Но здесь Гришка ошибся. Учитель только с виду весь такой спокойный и отстранённый. Что касается чести, он просто фанатик. Иногда Алонсо забывается и из него вылезает воин, коим он является.
— Меня зовут Алонсо Хименес де Кесада Нуньо Колон де Португал и Айяла. Я младший сын восьмого герцога Верагуа, маркиза Ямайки и графа Хельвес, — шипение наставника пробирало до самых почек.
Даже Орлов проникся, хотя до конца не понимал происходящего. Ну, глуповат наш фаворит, есть такое дело. Зато всё прекрасно осознавал Панин, выбежавший из кабинета и с испугом наблюдавший за происходящим. Впрочем, граф не был излишне растерян, как мне показалось. Он быстро выгнал из коридора, появившихся любопытных. Тем временем дон Алонсо продолжил.
— Если мой ученик не разбил твои гнилые яйца, и ты способен двигаться, то в ближайшее время я жду секундантов. Оружие — шпага, но если ты испугаешься, то возможны пистолеты. Надеюсь, у смердов не принято прикрываться женской юбкой, дабы сохранить свою жалкую жизнь? Идёмте, Ваше Высочество, нам более нечего здесь делать.

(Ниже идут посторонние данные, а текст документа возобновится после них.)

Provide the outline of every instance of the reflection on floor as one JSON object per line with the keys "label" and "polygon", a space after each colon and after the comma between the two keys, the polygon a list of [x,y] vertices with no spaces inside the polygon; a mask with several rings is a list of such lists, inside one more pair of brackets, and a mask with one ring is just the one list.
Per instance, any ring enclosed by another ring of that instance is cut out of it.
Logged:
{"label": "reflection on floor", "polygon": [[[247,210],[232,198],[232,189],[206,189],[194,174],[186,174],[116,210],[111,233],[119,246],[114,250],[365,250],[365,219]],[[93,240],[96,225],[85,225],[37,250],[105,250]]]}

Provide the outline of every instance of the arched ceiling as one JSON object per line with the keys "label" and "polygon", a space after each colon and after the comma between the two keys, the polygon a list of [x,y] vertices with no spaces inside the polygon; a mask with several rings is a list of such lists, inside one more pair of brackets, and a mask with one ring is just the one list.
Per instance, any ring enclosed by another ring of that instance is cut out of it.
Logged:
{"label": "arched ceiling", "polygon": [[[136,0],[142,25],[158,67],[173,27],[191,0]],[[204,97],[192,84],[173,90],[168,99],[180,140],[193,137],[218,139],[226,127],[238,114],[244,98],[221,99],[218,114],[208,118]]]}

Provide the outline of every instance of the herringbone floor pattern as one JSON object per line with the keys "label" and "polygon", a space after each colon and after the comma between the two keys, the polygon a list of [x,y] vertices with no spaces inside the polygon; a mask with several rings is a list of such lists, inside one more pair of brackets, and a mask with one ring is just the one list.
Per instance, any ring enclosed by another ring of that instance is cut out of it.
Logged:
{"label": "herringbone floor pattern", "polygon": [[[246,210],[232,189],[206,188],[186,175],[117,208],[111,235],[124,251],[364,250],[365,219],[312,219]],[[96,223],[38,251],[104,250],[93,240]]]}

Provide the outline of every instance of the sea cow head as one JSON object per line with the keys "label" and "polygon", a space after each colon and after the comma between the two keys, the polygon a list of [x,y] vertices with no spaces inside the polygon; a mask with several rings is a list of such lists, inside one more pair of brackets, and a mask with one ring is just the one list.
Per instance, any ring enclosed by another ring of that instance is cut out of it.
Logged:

А вот здесь я испанца зауважал! Он не только смешал с навозом, лежащего на полу Орлова, открывающего рот будто рыба, выброшенная на берег. Де Кесада смог весьма красиво не оставить Гришке выхода. Теперь только заступничество императрицы спасёт его никчёмную жизнь. Понятно, что в России дуэли запрещены и их участников ждёт плаха. Но не всё так просто. Я пока не слышал, чтобы кого-то казнили в последнее время. Да и сами русские дворяне предпочитали решать подобные вопросы битием морды лица. Что мне гораздо ближе и понятнее. Уж слишком велика вероятность потери целого поколения, убивающего друг друга из-за самых незначительных поводов.
Только в случае Гришки всё иначе. Может, у них в гвардии принято вести себя подобным образом. Но основные понятия о чести никто не отменял, и следить за словами обязан каждый дворянин.
В том, что испанец убьёт Орлова, я не сомневался. Другой вопрос, позволит ли Екатерина состояться дуэли? Очень хочу, чтобы она произошла.
Не знаю, кто на самом деле Алонсо и как он оказался в руках Шешковского. Но ранее я видел от него только добро, несмотря на показательно суровый вид. А породу убийц и предателей по фамилии Орловы, вылезших из какой-то грязи, пора отправить обратно в выгребную яму.